Get Worth Home | Reece's Rainbow

For the past few months, I have been pretty quiet on the fundraising front. I thought I was fully funded.

However, after checking and rechecking the numbers and talking with my family and wise friends, I have realized that I need more than I thought.

So it is back to the fundraising drawing board. Here's what we have so far.

The Puzzle Fundraiser is back! Lots of the world is still up for grabs, so claim your favorite spot while you can.

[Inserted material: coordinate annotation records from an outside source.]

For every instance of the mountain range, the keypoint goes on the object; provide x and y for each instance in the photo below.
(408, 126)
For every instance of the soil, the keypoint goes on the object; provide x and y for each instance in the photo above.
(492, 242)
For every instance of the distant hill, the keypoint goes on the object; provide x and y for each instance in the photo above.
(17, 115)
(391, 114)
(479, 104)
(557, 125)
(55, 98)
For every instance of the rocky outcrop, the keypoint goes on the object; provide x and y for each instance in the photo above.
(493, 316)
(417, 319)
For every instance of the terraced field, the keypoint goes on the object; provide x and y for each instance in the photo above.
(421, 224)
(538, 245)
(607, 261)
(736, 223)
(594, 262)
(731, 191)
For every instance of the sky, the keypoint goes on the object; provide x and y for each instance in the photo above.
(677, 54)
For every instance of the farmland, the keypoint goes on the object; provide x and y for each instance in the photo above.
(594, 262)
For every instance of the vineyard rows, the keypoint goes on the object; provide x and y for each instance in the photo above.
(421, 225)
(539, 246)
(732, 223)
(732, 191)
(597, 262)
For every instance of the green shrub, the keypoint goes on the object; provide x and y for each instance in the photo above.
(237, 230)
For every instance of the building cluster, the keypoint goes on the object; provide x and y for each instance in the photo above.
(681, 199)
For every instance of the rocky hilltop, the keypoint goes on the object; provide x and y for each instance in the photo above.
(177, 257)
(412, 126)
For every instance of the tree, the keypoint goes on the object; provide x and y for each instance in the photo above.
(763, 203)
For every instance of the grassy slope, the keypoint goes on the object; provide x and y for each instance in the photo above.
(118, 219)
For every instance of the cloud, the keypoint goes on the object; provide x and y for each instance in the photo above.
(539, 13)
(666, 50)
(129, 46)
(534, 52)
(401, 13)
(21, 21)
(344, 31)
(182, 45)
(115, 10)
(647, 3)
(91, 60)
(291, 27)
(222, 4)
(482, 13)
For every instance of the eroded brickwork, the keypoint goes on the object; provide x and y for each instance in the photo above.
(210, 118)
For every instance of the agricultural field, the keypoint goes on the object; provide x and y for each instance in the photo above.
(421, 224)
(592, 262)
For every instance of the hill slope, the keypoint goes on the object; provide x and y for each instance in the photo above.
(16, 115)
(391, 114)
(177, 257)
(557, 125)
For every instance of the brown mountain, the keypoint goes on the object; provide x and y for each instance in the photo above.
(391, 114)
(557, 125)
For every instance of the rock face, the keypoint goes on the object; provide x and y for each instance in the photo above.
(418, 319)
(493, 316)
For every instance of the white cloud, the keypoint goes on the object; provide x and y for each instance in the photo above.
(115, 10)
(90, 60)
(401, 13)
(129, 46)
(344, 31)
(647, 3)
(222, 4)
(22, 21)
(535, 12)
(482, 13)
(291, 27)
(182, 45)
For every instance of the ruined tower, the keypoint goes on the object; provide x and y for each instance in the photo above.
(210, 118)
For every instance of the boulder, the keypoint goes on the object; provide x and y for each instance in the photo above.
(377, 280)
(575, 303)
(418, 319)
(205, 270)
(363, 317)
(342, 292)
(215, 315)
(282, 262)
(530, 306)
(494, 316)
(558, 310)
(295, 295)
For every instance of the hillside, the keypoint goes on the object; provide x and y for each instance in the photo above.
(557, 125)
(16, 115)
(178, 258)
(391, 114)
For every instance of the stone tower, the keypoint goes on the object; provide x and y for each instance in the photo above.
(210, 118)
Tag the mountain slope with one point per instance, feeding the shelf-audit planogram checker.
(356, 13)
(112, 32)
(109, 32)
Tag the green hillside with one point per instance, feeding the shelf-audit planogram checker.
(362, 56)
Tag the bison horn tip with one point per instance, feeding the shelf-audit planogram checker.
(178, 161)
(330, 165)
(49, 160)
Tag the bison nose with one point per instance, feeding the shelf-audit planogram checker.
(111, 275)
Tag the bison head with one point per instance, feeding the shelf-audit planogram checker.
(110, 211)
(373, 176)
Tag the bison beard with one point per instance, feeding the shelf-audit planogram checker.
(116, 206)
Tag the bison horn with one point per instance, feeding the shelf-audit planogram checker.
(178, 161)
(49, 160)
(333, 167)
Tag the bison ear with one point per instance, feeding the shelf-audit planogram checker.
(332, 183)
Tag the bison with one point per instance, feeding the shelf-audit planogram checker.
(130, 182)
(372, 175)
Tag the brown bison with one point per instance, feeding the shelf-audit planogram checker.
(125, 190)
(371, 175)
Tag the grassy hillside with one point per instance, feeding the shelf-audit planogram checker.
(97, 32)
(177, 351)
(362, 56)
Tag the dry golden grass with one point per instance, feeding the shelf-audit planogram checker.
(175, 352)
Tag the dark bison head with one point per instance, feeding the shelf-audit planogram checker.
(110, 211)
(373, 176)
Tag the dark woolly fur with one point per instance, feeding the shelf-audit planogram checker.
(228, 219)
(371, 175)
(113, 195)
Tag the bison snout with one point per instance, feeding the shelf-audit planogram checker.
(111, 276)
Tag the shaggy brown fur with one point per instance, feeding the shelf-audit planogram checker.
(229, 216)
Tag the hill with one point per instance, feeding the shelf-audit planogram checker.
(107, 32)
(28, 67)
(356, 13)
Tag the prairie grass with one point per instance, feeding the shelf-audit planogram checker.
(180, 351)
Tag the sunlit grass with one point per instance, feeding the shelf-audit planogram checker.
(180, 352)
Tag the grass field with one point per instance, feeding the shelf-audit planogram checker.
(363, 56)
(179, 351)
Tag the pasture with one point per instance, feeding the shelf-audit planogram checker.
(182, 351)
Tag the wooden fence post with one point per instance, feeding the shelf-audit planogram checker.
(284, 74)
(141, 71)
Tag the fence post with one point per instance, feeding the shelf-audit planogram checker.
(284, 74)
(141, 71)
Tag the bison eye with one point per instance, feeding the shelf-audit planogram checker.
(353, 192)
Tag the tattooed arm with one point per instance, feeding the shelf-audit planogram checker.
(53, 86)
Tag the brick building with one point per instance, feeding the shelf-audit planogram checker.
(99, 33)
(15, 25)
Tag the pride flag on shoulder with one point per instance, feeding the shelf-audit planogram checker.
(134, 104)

My son is definitely Worth the Wait, but boy is waiting hard! Snag a coffee mug or a cute shirt for the little one you waited for.

 

Have a heart. If you donate any amount to my Reece's Rainbow FSP, your name will go on a heart around Worth's map puzzle, and I will send you a traditional Martenitsa doll pair, which celebrates new life. (FSP needs to read $16,193 to be fully funded.)



I have lots of new and used baby clothes for sale on my Facebook. I have mailers ready to fill with these cute little outfits and send your way!

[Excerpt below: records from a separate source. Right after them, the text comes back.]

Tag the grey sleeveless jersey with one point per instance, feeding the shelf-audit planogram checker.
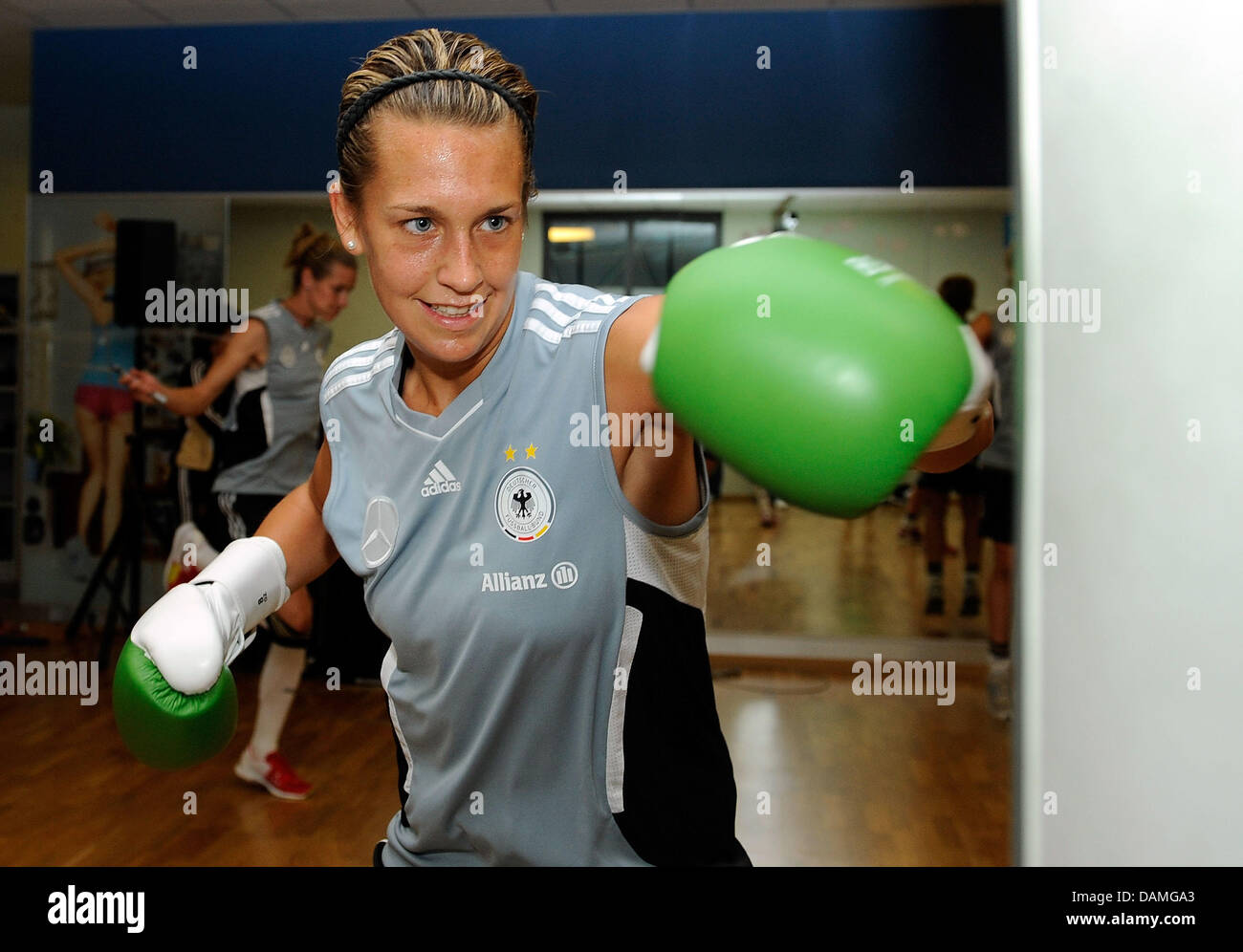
(287, 387)
(548, 678)
(1001, 351)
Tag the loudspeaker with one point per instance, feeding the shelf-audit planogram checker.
(145, 259)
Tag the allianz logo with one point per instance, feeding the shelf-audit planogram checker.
(440, 480)
(562, 575)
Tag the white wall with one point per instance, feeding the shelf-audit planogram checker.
(1142, 104)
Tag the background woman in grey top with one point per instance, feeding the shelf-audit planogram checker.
(269, 447)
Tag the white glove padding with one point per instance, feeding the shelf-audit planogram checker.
(185, 636)
(202, 625)
(962, 425)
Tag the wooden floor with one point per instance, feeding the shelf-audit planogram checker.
(824, 777)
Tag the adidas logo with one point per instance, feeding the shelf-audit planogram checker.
(440, 480)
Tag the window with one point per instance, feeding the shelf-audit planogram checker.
(633, 253)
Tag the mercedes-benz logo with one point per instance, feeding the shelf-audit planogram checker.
(380, 530)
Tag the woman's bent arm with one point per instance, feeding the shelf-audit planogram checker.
(296, 525)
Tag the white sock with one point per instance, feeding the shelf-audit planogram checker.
(277, 685)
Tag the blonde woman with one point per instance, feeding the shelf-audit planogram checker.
(273, 435)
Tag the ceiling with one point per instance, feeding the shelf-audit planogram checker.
(17, 17)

But you guys. I am stressing. I am worried. I am scared and nervous. But I am choosing to believe that money will not keep Worth from his family. Some way, some how, he's coming home. Soon.

So much love, Elizabeth




Son | Reece's Rainbow

It's been 149 days since I have written a post; the last thing I shared was the sheer joy of meeting my son.

I spent three wonderful days with Worth. And then I handed him to a nanny, who put him in a pack-and-play, and I turned and walked out of the orphanage door, tears streaming down my face.

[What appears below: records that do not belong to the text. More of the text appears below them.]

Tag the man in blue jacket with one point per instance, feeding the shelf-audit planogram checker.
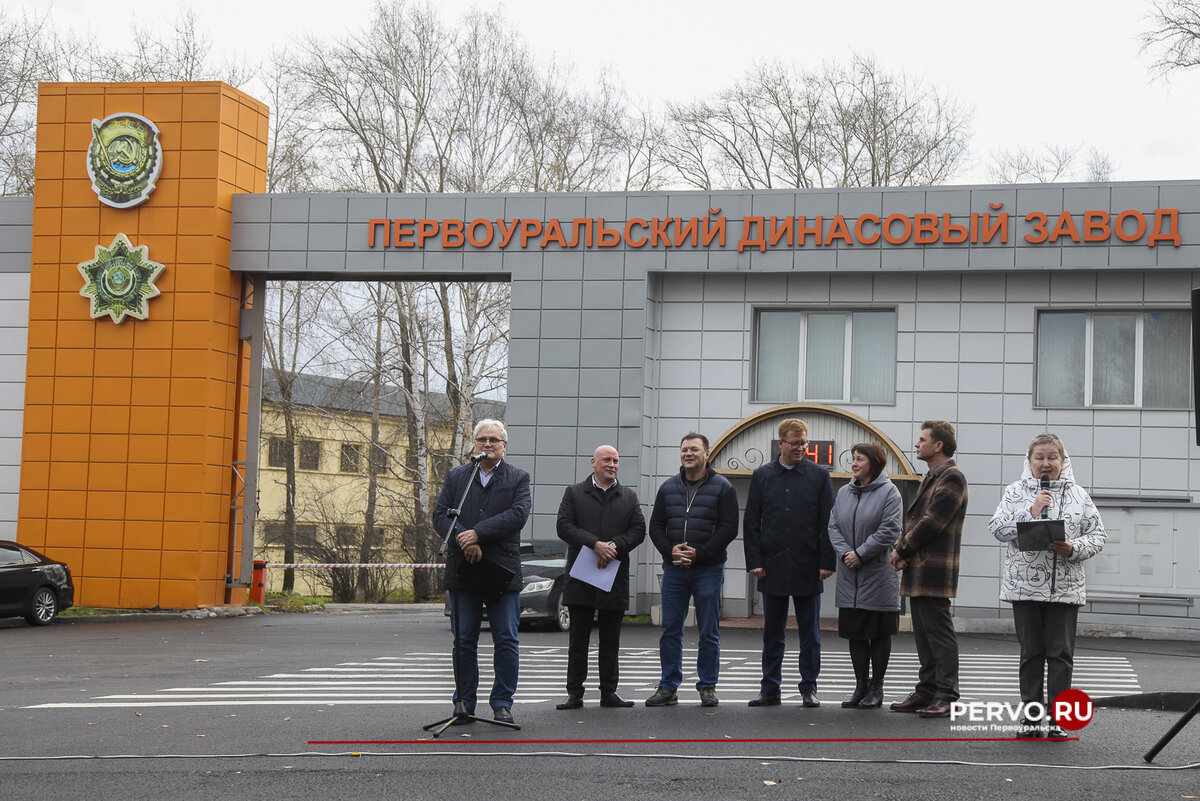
(695, 519)
(489, 527)
(786, 540)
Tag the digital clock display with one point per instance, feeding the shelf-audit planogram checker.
(821, 451)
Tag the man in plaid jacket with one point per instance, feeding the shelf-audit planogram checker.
(928, 553)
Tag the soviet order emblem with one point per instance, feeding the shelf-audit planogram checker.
(120, 279)
(124, 160)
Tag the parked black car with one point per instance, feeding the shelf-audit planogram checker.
(544, 570)
(33, 585)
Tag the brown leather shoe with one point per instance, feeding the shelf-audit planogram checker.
(915, 703)
(941, 708)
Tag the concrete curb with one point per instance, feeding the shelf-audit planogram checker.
(1167, 702)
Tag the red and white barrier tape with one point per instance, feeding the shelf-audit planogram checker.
(357, 565)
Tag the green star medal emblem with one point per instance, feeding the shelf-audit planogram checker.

For many of these past 149 days I struggled to find the words to express that feeling; that emptiness. Nothing seemed quite right. So this blog fell silent.

But then, on September 16, 2016, a judge on the other side of the world declared to be true what I already felt and knew.

I am Worth's mother. He is my son. Forever.

That was the best message I have ever gotten.

And just when I thought I couldn't possibly miss that little boy any more, the hole in my mama heart grew and my empty arms felt ever heavier. My son was waiting for me. With that longing though came a hope that, before, I was afraid to feel.

I'm coming, Worth! I am forever yours, just as you are forever mine.